Al cabo de unos minutos, se detuvieron ante una gran reja automatizada. Después de que Natale abriera con un mando a distancia, continuaron por una pequeña carretera bordeada de árboles y vegetación. Una villa con aspecto de antigua abadía empezó a aparecer ante ellos, al cabo de un rato. Y cuando se detuvieron en una de las plazas de aparcamiento de grava blanca, un hombre con polo y pantalón claro, salió a recibirlos.

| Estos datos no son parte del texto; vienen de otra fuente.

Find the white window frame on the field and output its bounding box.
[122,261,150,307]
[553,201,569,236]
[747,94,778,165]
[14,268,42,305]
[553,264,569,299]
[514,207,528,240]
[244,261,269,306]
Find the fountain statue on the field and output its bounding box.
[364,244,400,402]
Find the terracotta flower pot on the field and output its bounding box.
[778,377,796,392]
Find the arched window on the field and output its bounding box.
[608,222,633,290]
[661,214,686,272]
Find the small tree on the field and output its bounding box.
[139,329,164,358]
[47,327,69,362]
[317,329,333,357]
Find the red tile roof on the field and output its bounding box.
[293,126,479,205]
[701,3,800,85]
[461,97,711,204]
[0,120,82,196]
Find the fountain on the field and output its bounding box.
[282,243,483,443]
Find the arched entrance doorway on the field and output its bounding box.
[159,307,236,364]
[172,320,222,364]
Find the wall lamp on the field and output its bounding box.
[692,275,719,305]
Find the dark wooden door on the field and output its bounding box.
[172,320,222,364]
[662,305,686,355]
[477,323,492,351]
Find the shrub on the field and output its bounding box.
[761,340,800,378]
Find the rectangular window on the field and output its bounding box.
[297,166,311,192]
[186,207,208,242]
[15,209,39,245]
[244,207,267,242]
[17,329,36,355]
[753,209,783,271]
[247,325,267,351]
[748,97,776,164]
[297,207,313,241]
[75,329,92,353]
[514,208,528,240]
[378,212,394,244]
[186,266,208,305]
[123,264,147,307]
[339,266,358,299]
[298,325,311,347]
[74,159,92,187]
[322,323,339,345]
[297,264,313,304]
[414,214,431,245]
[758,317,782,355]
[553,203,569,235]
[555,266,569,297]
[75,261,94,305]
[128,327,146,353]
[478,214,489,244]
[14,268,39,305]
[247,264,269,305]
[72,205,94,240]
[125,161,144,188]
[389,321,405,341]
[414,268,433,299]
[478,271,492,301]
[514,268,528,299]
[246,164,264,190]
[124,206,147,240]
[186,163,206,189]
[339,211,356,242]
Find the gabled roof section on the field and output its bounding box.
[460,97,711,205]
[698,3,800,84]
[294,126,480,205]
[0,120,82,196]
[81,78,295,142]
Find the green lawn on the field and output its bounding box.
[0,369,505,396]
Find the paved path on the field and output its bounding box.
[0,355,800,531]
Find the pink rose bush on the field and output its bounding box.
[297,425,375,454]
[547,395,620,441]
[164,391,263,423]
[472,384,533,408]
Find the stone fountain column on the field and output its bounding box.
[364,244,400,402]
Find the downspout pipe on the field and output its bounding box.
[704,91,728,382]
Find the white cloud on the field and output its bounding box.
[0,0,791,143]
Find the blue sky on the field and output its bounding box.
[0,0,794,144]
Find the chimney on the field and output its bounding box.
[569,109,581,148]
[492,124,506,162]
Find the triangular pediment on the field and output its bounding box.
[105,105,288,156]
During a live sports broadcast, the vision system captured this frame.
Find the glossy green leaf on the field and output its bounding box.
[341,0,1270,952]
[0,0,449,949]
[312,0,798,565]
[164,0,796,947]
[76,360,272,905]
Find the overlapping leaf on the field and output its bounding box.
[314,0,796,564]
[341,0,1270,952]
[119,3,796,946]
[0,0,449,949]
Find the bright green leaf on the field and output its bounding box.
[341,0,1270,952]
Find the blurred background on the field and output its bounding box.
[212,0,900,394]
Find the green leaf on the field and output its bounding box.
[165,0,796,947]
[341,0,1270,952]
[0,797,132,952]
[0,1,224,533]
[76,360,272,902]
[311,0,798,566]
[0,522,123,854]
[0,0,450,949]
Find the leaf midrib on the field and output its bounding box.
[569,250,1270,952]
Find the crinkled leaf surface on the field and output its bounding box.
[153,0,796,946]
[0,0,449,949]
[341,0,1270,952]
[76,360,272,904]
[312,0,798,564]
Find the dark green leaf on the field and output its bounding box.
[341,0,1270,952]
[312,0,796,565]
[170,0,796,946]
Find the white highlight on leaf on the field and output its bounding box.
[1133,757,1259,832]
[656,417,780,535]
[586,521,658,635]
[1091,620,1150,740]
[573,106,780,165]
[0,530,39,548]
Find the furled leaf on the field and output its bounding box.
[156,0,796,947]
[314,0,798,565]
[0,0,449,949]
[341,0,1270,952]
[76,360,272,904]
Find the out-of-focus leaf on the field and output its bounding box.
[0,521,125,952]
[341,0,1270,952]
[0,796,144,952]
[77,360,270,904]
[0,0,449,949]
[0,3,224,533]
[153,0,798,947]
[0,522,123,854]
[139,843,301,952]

—Señora, buenos días y bienvenida a Taormina —dijo el hombre, tomando la maleta que el chófer acababa de sacar del maletero.
—¿El señor todavía no ha llegado? —le preguntó Natale.
Lucía se volvió hacia él con asombro. ¿Hablaba de Vincenzo?
—Amarramos hace una hora —respondió el empleado—, se quedó en la ciudad pero no debería tardar.
Era de él de quien hablaban, se alarmó Lucía interiormente, que no tenía ninguna gana de ver a ese odioso personaje. Ella, que empezaba a disfrutar de su día y del lugar, se desilusionó al instante. Natale debió de ver que su rostro cambiaba, porque muy pronto, cambió de tema. Y con su tono distinguido habitual, le propuso hacer un recorrido por la propiedad. Sin responder, ella lo siguió por el sendero de piedra, arrastrando los pies.
—La villa es en realidad un antiguo complejo monástico franciscano —le explicó el empleado, invitándola a entrar por el gran porche abovedado—. Cuando el tatarabuelo del señor la compró, estaba abandonada y la capilla estaba completamente destruida. Después de los trabajos de rehabilitación, se convirtió en la segunda residencia de la familia en la isla.
—Me pasé una hora preguntándole adónde íbamos, sin que usted se dignara a responder —le reprochó Lucía, quien seguía obsesionada con el hecho de que no iba a pasar un momento de relax tranquila y sola—, y ahora me cuenta incluso la historia de estas pobres paredes. Soy capaz de ver que es un antiguo monasterio, así que ahórrese su saliva…
El hombre lanzó una mirada oblicua y asombrada hacia la joven. Habitualmente, ella no expresaba su fastidio tan directamente. Visiblemente, le reprochaba haber guardado silencio sobre su destino.
—Siento aburrirla con mis divagaciones —se disculpó—. Con el señor Giuliani, pensábamos guardar la sorpresa, por eso nos abstuvimos de decirle dónde se iba a alojar.
—También omitió decirme con quién —espetó ella sin pensar.
—¿Mi presencia te supondría un problema? —resonó una voz áspera proveniente del otro lado del claustro.